The Great Escape

August 29, 2003

The Great Escape is based on the 1963 movie starring Steve McQueen. According to the IMDB the plot of the movie is:

Several hundred Allied POWs plan a mass escape from a German POW camp.

In the game, it’s you and a couple other guys. No biggie. It would have been difficult and annoying to have a “couple hundred” NPCs just hanging around being in the way anyway.

As a general rule, I have high hopes for most games that end up in my lap. I am fully aware that crappy games do come out and in fact outnumber the quality ones, but I am an optimist so I like to give games the benefit of the doubt. I try to give them a chance to prove to me that they can be good before I write them off as Bargain Bin games. Unfortunately for The Great Escape, that challenge seemed a little too daunting.

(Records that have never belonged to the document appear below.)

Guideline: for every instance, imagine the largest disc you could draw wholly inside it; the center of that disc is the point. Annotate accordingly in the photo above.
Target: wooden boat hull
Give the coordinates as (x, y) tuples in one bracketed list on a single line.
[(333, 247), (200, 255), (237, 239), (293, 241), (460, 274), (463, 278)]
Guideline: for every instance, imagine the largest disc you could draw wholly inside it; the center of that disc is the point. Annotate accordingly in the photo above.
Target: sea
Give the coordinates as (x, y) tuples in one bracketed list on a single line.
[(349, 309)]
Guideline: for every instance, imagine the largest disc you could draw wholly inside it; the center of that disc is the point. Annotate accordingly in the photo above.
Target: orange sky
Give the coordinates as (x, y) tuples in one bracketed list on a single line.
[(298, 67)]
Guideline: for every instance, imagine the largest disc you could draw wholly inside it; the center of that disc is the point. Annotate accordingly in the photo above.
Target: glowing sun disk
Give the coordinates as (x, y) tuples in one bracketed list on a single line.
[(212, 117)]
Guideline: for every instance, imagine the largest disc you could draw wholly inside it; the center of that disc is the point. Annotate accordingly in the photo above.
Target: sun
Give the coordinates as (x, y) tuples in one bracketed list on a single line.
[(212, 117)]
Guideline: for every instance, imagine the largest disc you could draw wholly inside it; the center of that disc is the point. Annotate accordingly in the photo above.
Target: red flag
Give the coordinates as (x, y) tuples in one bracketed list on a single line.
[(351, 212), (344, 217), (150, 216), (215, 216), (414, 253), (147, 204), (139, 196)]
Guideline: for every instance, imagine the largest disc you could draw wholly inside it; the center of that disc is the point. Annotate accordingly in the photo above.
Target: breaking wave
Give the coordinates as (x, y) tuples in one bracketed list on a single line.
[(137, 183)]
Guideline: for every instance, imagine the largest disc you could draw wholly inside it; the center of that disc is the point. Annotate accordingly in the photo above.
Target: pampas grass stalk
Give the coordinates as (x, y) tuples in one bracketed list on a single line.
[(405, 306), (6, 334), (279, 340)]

I don’t want to spend the entire review ripping on the game because you and I both know that this is a fully subjective topic and somewhere out there is a huge Steve McQueen fan that has been dying for a game based on this very movie. This review might have carried a more positive tone if that person had been me, but it wasn’t.

The beginning of the game is where you are captured by the Germans and placed in the POW camp. You start out in a plane where you have to fight off enemy planes with a mounted machine gun. Quite frankly, my frustration started this early in the game. It was almost immediately that I noticed the controls just seemed “sluggish”. Everyone has had one of those dreams where you don’t feel like you can run fast enough to get away from the “bad guy”. Yeah, the controls feel like that. I felt like I was in slow motion and it got very annoying.

My frustration was extended to the fact that I had to play that intro part a whopping 4 times before I found the stupid parachute and got to move on to the next level.

The game itself is very linear. As your progress thru each mission you basically run around talking to different people to complete tasks. Once you complete one task, you are given the next task. For what I played of the game, you never have more than one active task at a time; hence what I feel is a very guided and linear story. Some people prefer very linear gameplay, but I don’t personally care for it.

I may have some big problems with the game, but I can’t rip on the graphics too much. They weren’t awe inspiring, and I felt they were on par with what I had expected. However, the music in the game was just awful. I felt like I was listening to some generic 30 second track repeated over and over again.

To make matters worse, I got a hold of this game in the middle of my Knights of the Old Republic addiction. I set aside some time to pla
y
it hoping I would get into the story but it just didn’t happen. I got bored with the game after a very short time and just couldn’t play anymore.

I don’t know what kind of hand Gotham Games had in Serious Sam, but that game was loads of fun so I know they are capable of good material. The Great Escape just fell short in several key areas and fun happened to be one of them. It doesn’t happen very often, but I have to recommend that you let The Great Escape do exactly that.. escape right off the shelf and into the bargain bin.